The flood has ruined the harvest of many farmers. “The masses of water have often destroyed large parts of this year’s harvest,” said Markus Drexler, spokesman for the Bavarian Farmers’ Association (BBV). The situation is particularly bad in Swabia and parts of Upper and Lower Bavaria. “The damage to agricultural crops such as grain, beets, potatoes and corn, but also to specialty crops such as field vegetables, strawberries and raspberries, has reached a level that cannot yet be quantified in figures.” There are farms where the entire area has been under water for days.

If young potato or corn plants are under water for several days, they die and rot. “Meadows and grain that have been flattened by the water masses can in most cases no longer be saved or are contaminated,” said Drexler.

In addition, stables in the flood areas had to be evacuated in recent days. In most cases, farmers had coordinated with each other and were able to use alternative stables, said a spokesman for the Ministry of Agriculture in Munich.

Pollutants washed onto the fields?

Damage to arable land depends on whether, for example, pollutants have been washed onto the fields, he added, but also offered hope: Damaged corn fields could possibly be re-sown. “For the further care of the crops, it is crucial that the areas are soon accessible to traffic, which depends on the course of further rainfall. The loss of yield can only be estimated once the water has completely receded.”

The state government wants to provide at least 100 million euros for those affected by the flood disaster. In a letter to Agriculture Minister Michaela Kaniber of the CSU, BBV General Secretary Carl von Butler stressed that in individual cases, businesses may be significantly affected, “in some cases to the point of endangering their existence.”

The association is grateful for the promised aid, but it is not nearly enough for many companies, added Drexler.

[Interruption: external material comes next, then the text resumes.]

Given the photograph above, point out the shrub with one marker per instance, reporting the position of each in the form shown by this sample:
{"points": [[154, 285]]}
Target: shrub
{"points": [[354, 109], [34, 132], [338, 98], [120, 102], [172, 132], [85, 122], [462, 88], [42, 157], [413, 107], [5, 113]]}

It would be desirable that in particularly badly affected individual cases, help could be provided beyond the planned limit.

Farmers in relief effort

Insurance coverage for crops is a complex issue. In Bavaria, there is a funding program for multi-risk insurance (MGV) for agricultural crops. According to the ministry, the insurance helps with the consequences of heavy rain, for example. Floods that are not caused by direct rain on the land, but by stream flooding, for example, are not included. According to the insurance industry, flooding of agricultural land is not insurable and therefore cannot be included in the MGV funding in the future, the ministry further announced.

At the same time, both the association and the ministry thanked the farmers who helped combat the floods. In many places, farmers are in action with their equipment and machines.